Note: This specific detail will only be the case once we’ve fully migrated to ECS based deployments. For now one of the people deploying the application manually runs the migrations before deploying. The effect is the same though: we end up with a version of the application running against a database schema that it’s not entirely configured to work with. Whether that is an issue depends solely on whether the practices described in this document regarding migrations have been followed.
Deployments should be timely so that developers are able to reasonably monitor their progress and have clear expectations for how long a deployment should take. Ideally a full production deployment should not take much longer than 10 minutes once the Docker images are built. Those minutes are already spent by the process ECS undergoes to deploy a new version of the application.
With those two key details in mind, the main deficiency of using migrations for data transformations may already be evident: time. Django migration based data transformations dealing with certain smaller tables may not take very long and this issue, in some cases, might not be applicable. However, because it is extremely difficult to predetermine the amount of time a migration will take, even data transformations for small datasets should still heed the recommendation to use management commands. In particular, it can be difficult to predict tables with indexes (especially unique constraints) will perform during a SQL data migration.
Realistically (and provided it is avoidable), any Django migration that takes longer than 30 or so seconds, is not acceptable for our current deployment strategy. Because the vast majority of them will take longer than a few seconds, there is a strong, blanket recommendation against using them. Exceptions may exist for this recommendation, however. If you’re working on an issue that involves a data transformation, and you think a migration is truly the best tool for the job and can demonstrate that it will not take longer than 30 seconds in production, then please include these details in the PR.
General rules for data transformations#
These rules apply for data transformations executed as management commands or otherwise.

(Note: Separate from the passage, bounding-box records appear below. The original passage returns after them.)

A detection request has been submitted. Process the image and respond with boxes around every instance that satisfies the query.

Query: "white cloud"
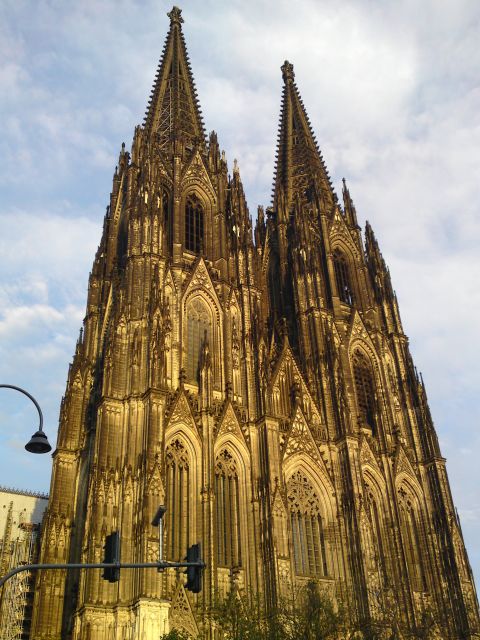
[0,0,480,592]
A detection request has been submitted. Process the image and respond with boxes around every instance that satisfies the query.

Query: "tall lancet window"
[165,438,191,562]
[215,449,242,567]
[399,487,425,591]
[353,351,376,434]
[185,195,204,254]
[187,298,213,384]
[287,471,328,576]
[333,249,353,305]
[162,189,172,249]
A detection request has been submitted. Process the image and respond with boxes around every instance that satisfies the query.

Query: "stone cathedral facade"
[32,7,479,640]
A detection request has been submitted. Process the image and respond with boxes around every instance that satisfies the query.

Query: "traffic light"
[102,531,120,582]
[185,542,205,593]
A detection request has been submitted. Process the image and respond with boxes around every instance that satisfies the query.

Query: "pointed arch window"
[353,351,376,433]
[366,485,387,582]
[187,298,213,384]
[165,438,191,562]
[399,487,425,591]
[215,449,242,567]
[185,195,204,254]
[287,471,328,576]
[162,189,172,248]
[333,249,353,306]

Data transformations must be idempotent#
This one particularly applies to management commands because they can theoretically be run multiple times, either by accident or as an attempt to recover from or continue after a failure.
Idempotency is important for data transformations because it prevents unnecessary duplicate processing of data. Idempotency can be achieved in three ways:
By checking the state of the data and only applying the transformation to rows for which the transformation has not yet been applied. For example, if moving data between two columns, only process rows for which the new column is null. Once data has been moved for a row, it will no longer be null and will be ignored from the query.
By checking a timestamp available for each row before which it is known that data transformations have already been applied.
By caching a list of identifiers for already processed rows in Redis.
Data transformations should not be destructive#
Data transformations should avoid being destructive, if possible. Sometimes it is avoidable because data needs to be updated “in place”. In these cases, it is imperative to save a list of modified rows (for example, in a Redis set) so that the transformation can be reversed if necessary.
If a Django migration must be used#
In the rare case where a Django migration must be used, keep in mind that using a non-atomic migration can help make it easier to recover from unexpected errors without causing the entire transformation process to be reversed.